E così eccoci giunti ora alla meta della nostra odierna escursione: all’Olmo.
Possiamo lasciare la barca.
Codesta villeggiatura, veramente principesca, oscura tutte le altre in grandiosità e ricchezza. Anche la villa che su questa dell’Olmo o ben presso sorgeva, a’ tempi di Plinio, ed era di Caninio Rufo, non era di certo inferiore, se non all’odierna grandiosità, certo alla sua amenità e vaghezza; e poichè mi son proposto di ricordare storici fatti e tradizioni che si collegano a queste ville lariane, mi si permetta che io qui trascriva il brano di Plinio il Giovane[9], nel quale l’amico Caninio Rufo intrattiene di questa sua villa:
“C. Plinio a Caninio Rufo.
„Che fa Como, tua e mia delizia? Che quell’amenissima tua villetta? che quel portico, dove è sempre primavera? Che quell’ombroso boschetto di platani? Che quel verde e lucidissimo canale? Che quel sottoposto ed util lago? Che quel molle e pur saldo stradon gestatorio? Che quel bagno tutto quanto riempito e circondato di sole? Che quel tinello per molti e l’altro per pochi? Che le stanze da giorno e quelle da notte? Ti godi forse a vicenda or le une or le altre? O, come îl solito, ne sei distolto da frequenti corse, a fine di attendere a’ tuoi negozi? Se tu ne godi, sei felice e beato; non sei che volgo se ne fai senza.„
Distrutta, non si sa come nè quando, la villetta di Caninio Rufo, ora questa più vasta vi sorge, che dicesi dell’Olmo. La fabbricò il marchese Innocenzo Odescalchi di Como su’ disegni di quell’illustre architetto ticinese che fu Simone Cantoni[10], vi profuse stucchi, dorature, specchi e dipinti. V’è in una sala una gran fascia di figure scolpite da quell’emulo di Canova che fu Thorwaldsen, e vi sono mille altre preziose cose d’arte.

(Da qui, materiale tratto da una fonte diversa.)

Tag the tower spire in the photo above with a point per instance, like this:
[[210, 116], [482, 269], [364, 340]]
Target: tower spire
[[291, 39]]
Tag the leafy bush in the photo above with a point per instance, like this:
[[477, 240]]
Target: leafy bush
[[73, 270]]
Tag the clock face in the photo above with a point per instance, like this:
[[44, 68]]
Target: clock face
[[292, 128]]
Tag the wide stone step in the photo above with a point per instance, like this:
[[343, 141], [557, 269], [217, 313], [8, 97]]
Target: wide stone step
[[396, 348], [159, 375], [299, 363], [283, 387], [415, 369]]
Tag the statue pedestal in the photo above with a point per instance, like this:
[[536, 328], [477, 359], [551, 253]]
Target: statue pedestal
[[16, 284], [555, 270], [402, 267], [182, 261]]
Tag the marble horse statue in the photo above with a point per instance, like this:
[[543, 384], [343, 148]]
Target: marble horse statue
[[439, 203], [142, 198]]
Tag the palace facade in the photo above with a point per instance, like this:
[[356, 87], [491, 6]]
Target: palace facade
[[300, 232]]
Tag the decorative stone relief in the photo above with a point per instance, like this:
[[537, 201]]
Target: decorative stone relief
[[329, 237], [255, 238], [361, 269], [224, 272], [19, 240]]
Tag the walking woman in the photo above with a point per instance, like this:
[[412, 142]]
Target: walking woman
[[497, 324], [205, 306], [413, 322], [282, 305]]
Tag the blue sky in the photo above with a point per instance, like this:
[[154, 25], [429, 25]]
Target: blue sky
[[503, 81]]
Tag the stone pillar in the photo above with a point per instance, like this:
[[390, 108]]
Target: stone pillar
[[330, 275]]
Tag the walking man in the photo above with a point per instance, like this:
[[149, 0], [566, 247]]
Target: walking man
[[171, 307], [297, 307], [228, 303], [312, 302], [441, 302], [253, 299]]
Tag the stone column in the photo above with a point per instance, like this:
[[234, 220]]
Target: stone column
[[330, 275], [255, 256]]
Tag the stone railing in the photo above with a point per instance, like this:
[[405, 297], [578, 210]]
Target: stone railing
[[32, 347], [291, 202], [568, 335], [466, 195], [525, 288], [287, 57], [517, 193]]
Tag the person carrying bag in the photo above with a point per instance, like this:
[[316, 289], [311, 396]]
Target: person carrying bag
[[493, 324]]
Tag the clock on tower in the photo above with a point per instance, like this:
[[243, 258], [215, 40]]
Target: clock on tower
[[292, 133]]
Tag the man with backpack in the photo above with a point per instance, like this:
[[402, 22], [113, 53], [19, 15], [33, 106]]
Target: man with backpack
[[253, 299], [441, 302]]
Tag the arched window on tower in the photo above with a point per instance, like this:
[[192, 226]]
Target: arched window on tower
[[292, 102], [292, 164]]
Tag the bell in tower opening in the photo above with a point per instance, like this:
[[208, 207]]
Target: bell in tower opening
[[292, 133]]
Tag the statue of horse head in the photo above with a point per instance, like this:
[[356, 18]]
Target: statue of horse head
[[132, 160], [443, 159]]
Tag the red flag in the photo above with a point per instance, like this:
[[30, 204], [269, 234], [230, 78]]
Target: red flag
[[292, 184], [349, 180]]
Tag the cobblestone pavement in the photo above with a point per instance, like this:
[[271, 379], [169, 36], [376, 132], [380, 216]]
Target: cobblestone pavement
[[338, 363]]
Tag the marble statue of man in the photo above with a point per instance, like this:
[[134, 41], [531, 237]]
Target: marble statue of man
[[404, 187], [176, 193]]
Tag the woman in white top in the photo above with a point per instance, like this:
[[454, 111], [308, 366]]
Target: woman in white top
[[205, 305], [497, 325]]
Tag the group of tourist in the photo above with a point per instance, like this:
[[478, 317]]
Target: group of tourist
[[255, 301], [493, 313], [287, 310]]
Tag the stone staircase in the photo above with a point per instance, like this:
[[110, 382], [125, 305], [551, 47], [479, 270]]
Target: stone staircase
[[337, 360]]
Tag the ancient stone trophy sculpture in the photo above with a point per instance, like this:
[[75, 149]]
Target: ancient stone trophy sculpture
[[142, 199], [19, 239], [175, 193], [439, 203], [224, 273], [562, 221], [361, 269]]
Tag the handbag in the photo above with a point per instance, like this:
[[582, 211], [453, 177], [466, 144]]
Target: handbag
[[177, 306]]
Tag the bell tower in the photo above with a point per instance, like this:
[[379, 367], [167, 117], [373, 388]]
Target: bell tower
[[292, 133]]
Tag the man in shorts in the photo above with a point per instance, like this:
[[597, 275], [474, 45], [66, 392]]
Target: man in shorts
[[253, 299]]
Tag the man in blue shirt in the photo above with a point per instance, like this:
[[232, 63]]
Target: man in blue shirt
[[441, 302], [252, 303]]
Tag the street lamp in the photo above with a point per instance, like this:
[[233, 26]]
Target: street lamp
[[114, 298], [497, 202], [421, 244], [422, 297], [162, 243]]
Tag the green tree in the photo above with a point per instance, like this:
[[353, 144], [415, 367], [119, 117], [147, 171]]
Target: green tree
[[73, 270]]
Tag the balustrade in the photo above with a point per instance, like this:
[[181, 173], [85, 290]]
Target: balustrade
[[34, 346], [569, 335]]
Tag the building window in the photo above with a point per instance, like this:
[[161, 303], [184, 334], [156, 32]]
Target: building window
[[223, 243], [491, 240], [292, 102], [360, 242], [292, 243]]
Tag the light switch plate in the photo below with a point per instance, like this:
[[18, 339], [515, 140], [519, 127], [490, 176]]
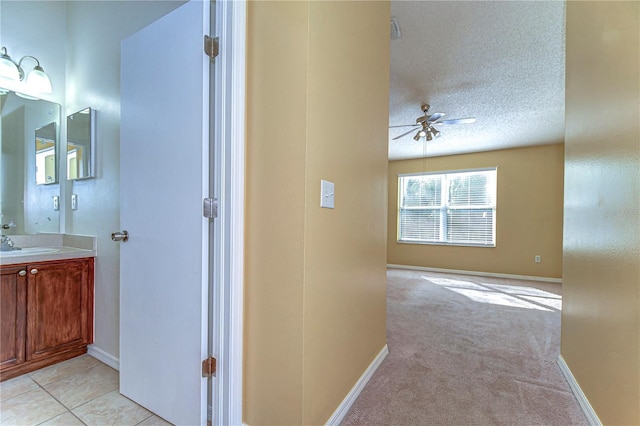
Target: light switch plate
[[327, 196]]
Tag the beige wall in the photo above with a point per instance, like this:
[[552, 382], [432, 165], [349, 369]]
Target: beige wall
[[528, 214], [315, 278], [601, 312]]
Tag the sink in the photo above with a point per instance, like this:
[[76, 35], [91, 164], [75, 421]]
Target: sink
[[29, 251]]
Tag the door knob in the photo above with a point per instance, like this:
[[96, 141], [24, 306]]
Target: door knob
[[120, 236]]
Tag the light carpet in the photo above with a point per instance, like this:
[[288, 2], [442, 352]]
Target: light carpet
[[467, 350]]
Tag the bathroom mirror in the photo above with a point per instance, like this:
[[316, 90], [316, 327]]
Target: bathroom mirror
[[80, 144], [46, 147], [30, 206]]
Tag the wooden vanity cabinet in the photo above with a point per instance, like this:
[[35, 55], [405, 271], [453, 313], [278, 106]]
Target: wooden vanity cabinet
[[46, 314]]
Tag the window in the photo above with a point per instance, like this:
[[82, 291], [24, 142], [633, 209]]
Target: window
[[457, 208]]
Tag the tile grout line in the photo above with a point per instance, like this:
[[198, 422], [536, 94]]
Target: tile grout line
[[59, 402]]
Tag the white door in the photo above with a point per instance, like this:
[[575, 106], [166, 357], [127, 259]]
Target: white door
[[164, 160]]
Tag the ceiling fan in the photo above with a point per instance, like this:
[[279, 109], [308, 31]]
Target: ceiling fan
[[425, 124]]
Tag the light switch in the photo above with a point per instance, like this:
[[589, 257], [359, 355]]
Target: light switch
[[327, 196]]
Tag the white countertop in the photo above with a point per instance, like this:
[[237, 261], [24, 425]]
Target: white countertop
[[48, 247]]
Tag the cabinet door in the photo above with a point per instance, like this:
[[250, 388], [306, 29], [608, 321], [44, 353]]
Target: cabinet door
[[13, 294], [59, 307]]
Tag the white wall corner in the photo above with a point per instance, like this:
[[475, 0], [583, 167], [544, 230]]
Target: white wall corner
[[353, 394], [103, 356], [592, 417]]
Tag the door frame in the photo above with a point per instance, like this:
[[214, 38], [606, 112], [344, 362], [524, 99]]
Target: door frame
[[228, 280]]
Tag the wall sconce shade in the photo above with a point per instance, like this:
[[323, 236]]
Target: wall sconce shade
[[36, 80]]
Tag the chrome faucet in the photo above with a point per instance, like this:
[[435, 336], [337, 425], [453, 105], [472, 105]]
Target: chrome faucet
[[6, 243], [11, 224]]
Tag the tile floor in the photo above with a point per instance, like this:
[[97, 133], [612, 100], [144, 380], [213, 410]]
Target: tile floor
[[80, 391]]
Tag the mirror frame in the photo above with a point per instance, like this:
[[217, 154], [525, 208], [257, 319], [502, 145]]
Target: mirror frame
[[91, 146]]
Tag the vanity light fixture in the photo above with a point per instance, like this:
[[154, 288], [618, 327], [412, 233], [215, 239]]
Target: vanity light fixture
[[36, 80]]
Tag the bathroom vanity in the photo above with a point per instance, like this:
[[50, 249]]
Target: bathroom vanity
[[46, 305]]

Toccò questa villa in eredità al marchese Giorgio Raimondi, che generosissimo vi menò lungo tempo la vita; ma dopo le sventure toccate alla insurrezione nostra del 1848, fra le proprietà sequestrate dalla stoltezza de’ proconsoli austriaci, questa fu pure dell’Olmo, che, a sommo dispregio delle cose nostre e in odio del Raimondi, le dorate sale convertirono in caserma, e sallo Iddio di qual modo conciassero tutte quelle preziosità.
Sciolti dopo i sequestri, di tanti guasti stomacato forse il marchese Raimondi, piacendosi d’altre sue comode e non profanate villeggiature, questa più non curò e, se la voce non erra, non ricuserebbe dallo spropriarsene.
Qualche regnante o gran ricco che aspiri a trovarsi lungo il Lario una delizia — poichè nella amenità di queste terre e di queste acque si danno convegni principi e ricchi d’ogni nazione —, vi troverebbe alla villeggiatura dell’Olmo il suo conto, e la villeggiatura dell’Olmo ritornar potrebbe tuttavia a’ suoi giorni di prosperità e splendore.